KADINLARIN İHTİYAÇLARI
Deprem bölgesinde, hala temel ihtiyaçlara erişim konusunda ciddi zorluklar olduğunu belirtilen raporda, depremden etkilenen kadınların öncelikle ve acil olarak insani yardım, sağlık ve güvenlikle ilgili hizmetlere erişmeye ihtiyaç duydukları kaydedildi.
Temiz suya erişimin güç olması ve altyapı sorunlarının, bölgede yaşayanların sağlıklarını tehdit ettiğine dikkat çekilen raporda, bazı bölgelerde tuvaletin bulunduğu yerin çadır alanlarının çok dışında olduğu ve geceleri kadınlar ve çocuklar için güvenli olmadığı ifade edildi.

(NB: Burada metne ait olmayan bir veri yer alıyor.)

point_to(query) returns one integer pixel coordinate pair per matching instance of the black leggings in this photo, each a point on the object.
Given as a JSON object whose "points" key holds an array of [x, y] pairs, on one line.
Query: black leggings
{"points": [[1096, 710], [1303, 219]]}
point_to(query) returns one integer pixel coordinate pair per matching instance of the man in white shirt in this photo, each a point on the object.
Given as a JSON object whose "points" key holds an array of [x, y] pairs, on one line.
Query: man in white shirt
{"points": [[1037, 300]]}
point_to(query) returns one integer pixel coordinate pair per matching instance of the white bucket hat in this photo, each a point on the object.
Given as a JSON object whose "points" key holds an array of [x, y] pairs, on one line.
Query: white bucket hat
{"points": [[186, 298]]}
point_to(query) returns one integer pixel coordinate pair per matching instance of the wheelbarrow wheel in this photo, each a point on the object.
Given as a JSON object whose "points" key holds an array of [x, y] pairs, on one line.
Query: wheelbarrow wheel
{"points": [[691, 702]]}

Cinsiyetçi işbölümünün deprem sonrasında da kadınların hayatlarını zorlaştırmayı sürdürdüğü, kadınların yardımlar için yalnız kuyruğa girdiği, az sayıdaki kıyafetleri elde yıkayarak hijyeni sağlamaya çalıştığı ve bakmakla yükümlü oldukları kişi sayısının da arttığı belirtildi.
Raporda dikkat çeken bir başka konu ise depremden önce boşanmaya karar verip ayrı yaşamaya başlayan kadınların çadıra erişimde yaşadıkları zorluklar. Çadırlar resmi kayıtlara göre aile adına teslim ediliyor ve boşanmak üzere oldukları ya da şiddet gördükleri erkeklerle resmi olarak hala aynı ailede oldukları varsayıldığı için kadınlara ayrı çadır verilmesinde sorun yaşanıyor.
ÇOCUKLARIN İHTİYAÇLARI
Raporda çocukların da şiddete maruz kalma riskinin önlenmesi, maruz kalıyorlarsa durumun tespit edilmesi ve çocuğun ilgili destek mekanizmalarına yönlendirilmesi konusunda yeterli organizasyonun yapılmadığı belirtiliyor. Milli Eğitim Bakanlığı tarafından farklı yaşlardaki çocuklarla okuma çalışması yürütüldüğünün belirtildiği raporda, yaygın bir eğitim faaliyetinin örgütlenmediği ifade ediliyor.
ACİL ALINMASI GEREKEN TEDBİRLER
Mor Çatı Vakfı’nın raporunda alınması gereken acil tedbirler şöyle sıralanıyor:
Bölgede yaşayanların insani yardım, sağlık ve güvenlikle ilgili ihtiyaçlarının, kişilerin toplumsal cinsiyet, cinsel yönelim, cinsiyet kimliği, yaş, engellilik durumu, vatandaşlık statüsü ve bunlarla ilgili maruz kaldıkları her türlü ayrımcılık gözetilerek çok acil bir şekilde sağlanmalı.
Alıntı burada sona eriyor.